O to be in England now that April’s there,
And whoever wakes in England sees, some morning, unaware,
That the lowest boughs and the brushwood sheaf
Round the elm tree-bole are in tiny leaf…………….
HOME THOUGHTS, FROM ABROAD Robert Browning
Well, for April read May in this year of delayed seasons. Yesterday I found another healthy elm tree, this one on the Staunton Ridgeway footpath which Jacqueline and I created in 1994. That makes three sites on the estate where the elm has survived and grown to a good size. It was the wholesale loss of our English elms which has prompted fears of each new tree disease to hit our shores, the latest one being ‘Ash Dieback’ which has reportedly killed ninety percent of the ash trees in Denmark. Ash trees grow in all our woods, from self-set seedlings to tall giants.
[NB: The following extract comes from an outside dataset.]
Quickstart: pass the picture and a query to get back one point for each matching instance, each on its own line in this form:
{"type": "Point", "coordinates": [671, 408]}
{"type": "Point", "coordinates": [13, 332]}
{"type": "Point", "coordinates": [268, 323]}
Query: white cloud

Will most of them die? So far we’ve seen no signs of trouble and I have been tending our young plantations in the expectation that they will grow to maturity. Foresters are optimists, almost by definition.
Trees have many enemies – squirrels and deer, storms and disease. I like to see a wide variety of trees in a wood, including conifers, which are frowned on in current thinking as being mostly non-native. At present we are clearing an area of silver birch which will go to the sawmill as firewood for sale next winter. Over most of the site we will use a JCB to expose the mineral soil and encourage natural regeneration, which has worked well elsewhere, but in the short term we plan to add some Norway Spruce – Christmas trees – to give a financial return in six or seven years. Maybe a few elm as well, of the strain now being marketed as ‘disease resistant’.